馬の尻尾のように立派に伸びた髭を優しく撫でながら、しかしハッキリと冷や汗を垂らしながら諭してきました。
「恐れ多くも、その提案は論外と言わざるを得ません。王の象徴たるエメラルド・ソードの贋作など、冒涜に他なりません」
アイザック課長は、領主アルベルトに対して反論します。
「それこそ王を冒涜する行為だと、私は捉えています。偉大なる王の力がエメラルド・ソードに依存したものだと、領主アルベルトの論理はそういう側面を持つのです」
「それはつまり、アイザック殿は王の権威を試すと言うのです? エメラルド・ソードの神性を貶めることで、果たして王の権威が揺らぐかどうか、確かめるというのですか?」
「試すでも確かめるでもありません、王なら成し遂げると信じ、確信しているのです。王を信じずして、民とは言えますまい」
「アイザック殿は口八丁に富んでいるとみえる。結局のところ御社の利益のために王の権威を間借りしたいだけであろう」
「弊社はメーカーです。利益ではなく創造性を追求する技術集団です。そしてこれは国力の創造。利害ではなく信念が一致しているのです」
「具体的にどういう信念が、王のどういう意向と一致しているというのだ?」
「弊社のモノづくり、王の国づくり。これ以上の親和性はないでしょう」
「国を作ったのは神であるぞ」
「0を1にしたのは神ですが、1は完成ではありません。

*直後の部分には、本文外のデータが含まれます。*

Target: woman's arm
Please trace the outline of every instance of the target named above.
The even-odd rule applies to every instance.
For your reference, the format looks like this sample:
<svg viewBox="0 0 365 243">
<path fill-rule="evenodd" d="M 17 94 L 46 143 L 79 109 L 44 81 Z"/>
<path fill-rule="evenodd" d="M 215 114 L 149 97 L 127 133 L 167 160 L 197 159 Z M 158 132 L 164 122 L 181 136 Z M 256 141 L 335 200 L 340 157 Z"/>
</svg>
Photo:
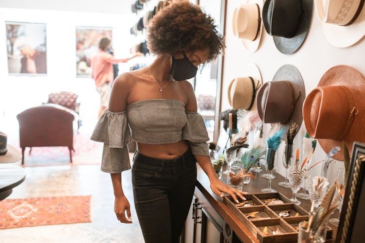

創造の創は絆創膏の創。傷をつけて、改善して、追求し続けるのです」
「愚かにも、神の真似事とは」
城壁に向かってゴム玉を投げているかのように、ことごとく拒否されています。
ちょっとわたし、暇になってきちゃいました。
と、肩にかけていたカバンがモゾモゾと動き出しました。
開けてみると、社長が赤ちゃんのまま目を開けて、こちらを見ていました。
クリっとしていて可愛らしいですね。
なんとなく、言わんとしていることが分かってしまいました。
はよ仕事しろ、ってことですよね。
いや、でもね。
アイザック課長と領主アルベルトの間に割って入るの、無理ですよ。
熱とかすごいですもん。
王も顔をしかめてますよ。
アレはドン引きしてる顔です。
わたしには分かります。
ほらほら威厳だか貫禄だか何だか知りませんが、煽るようにリズムマシンのビートが聞こえてきますよ。
あれ?
このリズムマシン、王じゃなくて外から聞こえてきますね。
ふとテントの出口に視線をやると……なんか近づいてくるようです。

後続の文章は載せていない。